Annie Greenberg, web producer for Channel 41 Action News, spoke to UMKC students on Oct. 25 about utilizing social media networks, such as Facebook and Twitter, for both journalism and career development.

“Social media is half marketing and half journalism,” Greenberg said.

At 24 years old, Greenberg has an impressive résumé. One week after graduating from high school in south Florida, Greenberg took an internship at the Navajo Times, which later turned into a full-time job.

After the internship, she worked at the South Florida Sun-Sentinel before deciding to attend the University of Missouri- Columbia, where she received a bachelor’s degree.

In college, Greenberg added The Associated Press – Miami, the Columbia Business Times, and The Kansas City Star to her list of experiences.

“I turned that business reporting internship at The Star into a new social media coordinator position,” she said. “I ran social media for both The Star and Ink Magazine for seven months, before accepting the web producer position at 41 Action News.”

Greenberg later discussed how students could use social networks to create an appealing online persona, which could attract internship opportunities and career recruiters from many businesses.

Q&A with Annie Greenberg

Q:How true is it that employers check out potential employees’ Facebook pages, blogs and other social media sites?

It’s commonplace for both employers and universities to check out applicants’ pages on social media as part of the hiring and/or admissions process. You can’t be too cautious. There are ways around privacy settings.

Q:What is your advice concerning the balance of being both professionally attractive while still allowing your personality to shine through on Facebook?

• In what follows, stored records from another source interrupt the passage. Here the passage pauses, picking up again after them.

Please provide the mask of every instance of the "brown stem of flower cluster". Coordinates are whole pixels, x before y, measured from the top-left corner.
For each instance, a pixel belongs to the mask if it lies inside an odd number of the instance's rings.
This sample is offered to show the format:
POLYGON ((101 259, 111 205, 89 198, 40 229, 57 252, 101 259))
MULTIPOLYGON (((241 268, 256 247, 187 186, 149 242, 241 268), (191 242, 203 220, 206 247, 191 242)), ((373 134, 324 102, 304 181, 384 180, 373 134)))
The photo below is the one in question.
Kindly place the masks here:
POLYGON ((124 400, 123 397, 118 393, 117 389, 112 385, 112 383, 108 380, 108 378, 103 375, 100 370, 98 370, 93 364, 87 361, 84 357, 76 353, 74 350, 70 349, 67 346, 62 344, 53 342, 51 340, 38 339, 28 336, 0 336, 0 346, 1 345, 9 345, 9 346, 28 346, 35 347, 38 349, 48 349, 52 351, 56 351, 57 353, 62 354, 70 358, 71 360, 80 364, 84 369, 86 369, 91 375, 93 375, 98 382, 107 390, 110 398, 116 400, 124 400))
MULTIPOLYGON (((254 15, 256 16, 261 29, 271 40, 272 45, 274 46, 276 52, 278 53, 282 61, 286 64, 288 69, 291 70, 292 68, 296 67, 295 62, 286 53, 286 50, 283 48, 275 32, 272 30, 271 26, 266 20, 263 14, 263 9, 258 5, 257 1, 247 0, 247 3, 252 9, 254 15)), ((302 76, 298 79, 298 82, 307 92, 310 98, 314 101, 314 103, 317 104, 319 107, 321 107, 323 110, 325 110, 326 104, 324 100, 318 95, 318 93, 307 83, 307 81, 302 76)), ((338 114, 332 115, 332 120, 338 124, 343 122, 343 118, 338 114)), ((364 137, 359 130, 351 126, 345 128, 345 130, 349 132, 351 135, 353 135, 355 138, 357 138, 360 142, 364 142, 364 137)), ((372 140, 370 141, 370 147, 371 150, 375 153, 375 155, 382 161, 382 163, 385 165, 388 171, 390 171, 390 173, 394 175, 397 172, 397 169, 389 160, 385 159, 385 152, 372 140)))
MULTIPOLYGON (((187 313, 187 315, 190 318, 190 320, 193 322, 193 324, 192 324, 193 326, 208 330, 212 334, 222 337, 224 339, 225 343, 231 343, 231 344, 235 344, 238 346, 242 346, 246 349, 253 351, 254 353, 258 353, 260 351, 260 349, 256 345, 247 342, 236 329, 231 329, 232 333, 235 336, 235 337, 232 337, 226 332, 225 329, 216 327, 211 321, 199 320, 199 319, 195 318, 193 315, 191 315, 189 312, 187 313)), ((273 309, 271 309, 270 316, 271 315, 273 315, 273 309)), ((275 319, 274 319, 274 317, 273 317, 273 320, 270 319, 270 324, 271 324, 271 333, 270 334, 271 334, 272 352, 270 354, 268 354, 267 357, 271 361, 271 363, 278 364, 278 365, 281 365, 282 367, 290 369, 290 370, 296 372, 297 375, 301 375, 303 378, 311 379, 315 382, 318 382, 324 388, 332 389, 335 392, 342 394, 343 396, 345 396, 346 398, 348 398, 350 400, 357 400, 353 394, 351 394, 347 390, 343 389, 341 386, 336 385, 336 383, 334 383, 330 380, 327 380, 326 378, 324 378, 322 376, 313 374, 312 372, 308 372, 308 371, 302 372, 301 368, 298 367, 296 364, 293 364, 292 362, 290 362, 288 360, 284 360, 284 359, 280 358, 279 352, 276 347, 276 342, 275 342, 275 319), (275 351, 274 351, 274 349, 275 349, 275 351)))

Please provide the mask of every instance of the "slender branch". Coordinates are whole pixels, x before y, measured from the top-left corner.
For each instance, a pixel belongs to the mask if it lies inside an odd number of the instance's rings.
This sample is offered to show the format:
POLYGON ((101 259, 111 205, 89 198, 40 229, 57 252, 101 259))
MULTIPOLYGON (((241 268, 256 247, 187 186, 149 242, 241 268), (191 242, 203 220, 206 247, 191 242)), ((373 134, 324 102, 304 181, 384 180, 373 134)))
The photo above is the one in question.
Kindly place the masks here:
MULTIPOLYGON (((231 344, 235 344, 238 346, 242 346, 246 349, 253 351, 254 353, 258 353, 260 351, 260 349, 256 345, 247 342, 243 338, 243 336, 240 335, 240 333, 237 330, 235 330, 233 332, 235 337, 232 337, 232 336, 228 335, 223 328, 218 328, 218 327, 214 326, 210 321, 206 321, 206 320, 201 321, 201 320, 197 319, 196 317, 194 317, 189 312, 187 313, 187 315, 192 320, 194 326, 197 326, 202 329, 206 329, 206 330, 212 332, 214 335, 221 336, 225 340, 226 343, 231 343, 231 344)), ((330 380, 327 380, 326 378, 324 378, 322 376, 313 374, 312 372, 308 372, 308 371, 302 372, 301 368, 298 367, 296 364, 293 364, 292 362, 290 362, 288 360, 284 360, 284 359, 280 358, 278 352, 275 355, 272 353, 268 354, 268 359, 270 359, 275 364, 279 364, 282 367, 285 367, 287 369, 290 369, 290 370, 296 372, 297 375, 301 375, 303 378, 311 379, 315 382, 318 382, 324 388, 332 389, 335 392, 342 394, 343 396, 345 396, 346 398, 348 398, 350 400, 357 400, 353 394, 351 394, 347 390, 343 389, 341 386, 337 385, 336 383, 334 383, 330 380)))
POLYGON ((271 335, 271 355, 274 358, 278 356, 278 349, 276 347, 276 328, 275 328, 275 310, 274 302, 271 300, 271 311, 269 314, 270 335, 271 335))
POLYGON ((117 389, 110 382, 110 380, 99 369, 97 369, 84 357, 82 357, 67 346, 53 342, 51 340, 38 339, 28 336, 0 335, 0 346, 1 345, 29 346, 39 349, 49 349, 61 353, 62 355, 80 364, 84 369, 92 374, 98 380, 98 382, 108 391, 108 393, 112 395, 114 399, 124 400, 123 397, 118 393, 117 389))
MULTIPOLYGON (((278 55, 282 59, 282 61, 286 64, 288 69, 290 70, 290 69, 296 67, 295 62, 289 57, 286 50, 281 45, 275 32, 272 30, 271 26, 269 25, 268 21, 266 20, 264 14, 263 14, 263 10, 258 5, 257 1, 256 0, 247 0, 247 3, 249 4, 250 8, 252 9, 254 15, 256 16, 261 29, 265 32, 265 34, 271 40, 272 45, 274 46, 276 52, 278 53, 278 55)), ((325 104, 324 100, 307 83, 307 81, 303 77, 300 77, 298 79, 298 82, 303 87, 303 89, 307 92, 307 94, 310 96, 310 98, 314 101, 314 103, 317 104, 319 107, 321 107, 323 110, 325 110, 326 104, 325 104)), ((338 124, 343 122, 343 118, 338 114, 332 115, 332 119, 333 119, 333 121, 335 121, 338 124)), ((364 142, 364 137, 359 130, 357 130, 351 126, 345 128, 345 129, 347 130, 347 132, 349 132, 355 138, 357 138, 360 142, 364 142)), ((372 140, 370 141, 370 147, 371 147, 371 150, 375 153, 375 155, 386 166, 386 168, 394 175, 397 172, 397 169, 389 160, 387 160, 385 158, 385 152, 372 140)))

Social media is about being social. You don’t want to sound too canned or rigid — people can see right through that. Being professional and personable isn’t mutually exclusive.

Remember, you don’t need to drop f-bombs to show personality. It’s great to share your thoughts on the hot topics of the moment – and Twitter was made for brevity and wit – but be sure to consider your audience.

If you’re a journalist and want to market yourself to potential employers, you’ll want to adhere to ethics and objectivity. If you want to be a teacher, you probably want to keep rants about children to a minimum.

Q:How can students utilize their social networks to be their own PR people and one-person marketing teams?

In this tough job market, it’s important to find out what niche you fill doing something no one else can, and play to that unique strength.

Once you figure out what will set you apart from the other applicants out there, promote that quality everywhere from your résumé to your cover letter to social networks and in any interviews you have.

Q:As students, what are the best ways for us to market ourselves online?

I would suggest setting up Facebook, Twitter and Linkedin accounts. Be sure to strategically share [topics] that correlate with your specific interests. Depending on your career goals, Google+ and Instagram can help, too.

Q:Are there any social networks that you think aren’t relevant for personal marketing

Every social medium is unique. I would discourage people from creating profiles on every social media platform just for the sake of having one.

It’s better to rock one or two that make sense for you than to try to do everything.

Be smart about it. Posting a couple public updates about your interests on Facebook each week will do more for you than clumsily trying to juggle all the platforms out there. I think it’s more beneficial to be proficient at a few things than appear inept at several.

Q:What’s the take-home message for students and social networking?

There are a lot of people positioning themselves as social media experts out there, and a ton of literature about the right way to do things. The best advice I have for you is don’t over-think it.

Social media should be fun, not work. Everyone makes mistakes and gaffes now and again; it happens. If you mess up, own it. Have a conversation about it with friends, users and followers before you delete something. Social networking should be about having a two-way conversation and learning new things along the way.